$mn | m^2+n^2+m \implies$ $(n-1)$ is a square

Question

Let $m;n \in \mathbb{Z^+}$ such that $mn | m^2+n^2+m$

Prove that $(n-1)$ is a square number.

P/s : I don't have any ideas about this problems :(

Thanks :)

Answer 1

Consider the equation $kmn = m^2+n^2+m$ for fixed $k$. Suppose this equation has solutions in $(m,n)$ in positive integers, and take the solution with $m+n$ minimized. We distinguish two cases.

• Suppose $m \geq n$. Note that $m$ satisfies the quadratic equation $$ X^2 - (kn-1)X+n^2 = 0$$ which also has $X=\frac{n^2}{m}$ as a solution.

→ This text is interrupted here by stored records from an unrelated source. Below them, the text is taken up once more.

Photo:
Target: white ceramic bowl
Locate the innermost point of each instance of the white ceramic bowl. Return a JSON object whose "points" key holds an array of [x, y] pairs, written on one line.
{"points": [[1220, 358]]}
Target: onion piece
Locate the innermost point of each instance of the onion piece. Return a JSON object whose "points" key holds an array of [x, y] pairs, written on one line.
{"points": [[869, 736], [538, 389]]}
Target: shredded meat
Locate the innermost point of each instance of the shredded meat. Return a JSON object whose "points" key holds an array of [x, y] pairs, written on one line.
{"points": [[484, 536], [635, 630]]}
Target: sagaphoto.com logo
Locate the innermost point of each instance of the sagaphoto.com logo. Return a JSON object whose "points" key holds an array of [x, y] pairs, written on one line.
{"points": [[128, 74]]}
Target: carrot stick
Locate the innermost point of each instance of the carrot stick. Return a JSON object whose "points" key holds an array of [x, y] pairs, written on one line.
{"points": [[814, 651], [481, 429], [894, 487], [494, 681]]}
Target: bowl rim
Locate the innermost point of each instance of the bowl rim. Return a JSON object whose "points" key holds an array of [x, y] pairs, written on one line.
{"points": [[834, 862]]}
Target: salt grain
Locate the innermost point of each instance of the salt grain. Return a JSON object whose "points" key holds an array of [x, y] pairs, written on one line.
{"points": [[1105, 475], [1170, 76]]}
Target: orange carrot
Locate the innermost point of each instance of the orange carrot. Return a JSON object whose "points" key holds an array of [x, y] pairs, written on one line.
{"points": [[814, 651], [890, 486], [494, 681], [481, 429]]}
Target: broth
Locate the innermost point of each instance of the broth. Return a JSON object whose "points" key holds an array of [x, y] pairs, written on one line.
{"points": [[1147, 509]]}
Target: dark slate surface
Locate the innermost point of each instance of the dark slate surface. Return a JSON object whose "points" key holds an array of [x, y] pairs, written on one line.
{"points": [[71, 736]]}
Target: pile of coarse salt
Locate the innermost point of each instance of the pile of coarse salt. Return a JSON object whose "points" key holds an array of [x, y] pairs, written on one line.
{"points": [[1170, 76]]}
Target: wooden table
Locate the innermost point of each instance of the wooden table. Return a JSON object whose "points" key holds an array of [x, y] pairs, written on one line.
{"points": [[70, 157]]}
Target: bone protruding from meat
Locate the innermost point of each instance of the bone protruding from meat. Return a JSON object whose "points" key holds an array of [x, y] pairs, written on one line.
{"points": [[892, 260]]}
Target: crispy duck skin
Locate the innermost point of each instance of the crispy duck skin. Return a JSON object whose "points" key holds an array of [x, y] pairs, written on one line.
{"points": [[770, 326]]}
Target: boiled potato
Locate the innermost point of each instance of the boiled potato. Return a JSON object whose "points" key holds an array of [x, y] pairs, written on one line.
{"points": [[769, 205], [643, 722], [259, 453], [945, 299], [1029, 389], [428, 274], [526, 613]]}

It follows that $(\frac{n^2}{m},n)$ is also a solution to the original equation, whence $m+n \leq \frac{n^2}{m} + n$ implying $m=n$.
• Suppose $n \geq m$. Note that $n$ satisfies the quadratic equation $$ Y^2 - kmY + m^2+m = 0$$ which also has $Y=\frac{m^2+m}{n}$ as a solution. It follows that $(\frac{m^2+m}{n},m)$ is also a solution to the original equation, whence $m+n \leq \frac{m^2+m}{n} + m$ or $n^2 \leq m^2+m$. Since $n \geq m$ this entails $n=m$ (for $m \leq n-1$ we have $m^2 +m \leq (n-1)^2 + (n-1) = n^2 - n < n^2$).

In both cases we find $m=n$. Since the only solution with $m=n$ is $m=n=1$ for $k=3$, we conclude that $k=3$ is the only possibility.

Now we have $3mn = m^2+n^2+m$ or $m(n-1)=(m-n)^2$. Since $m \mid n^2$, $m$ is coprime to $n-1$ so both $m$ and $n-1$ are squares.

This technique is known as Vieta jumping.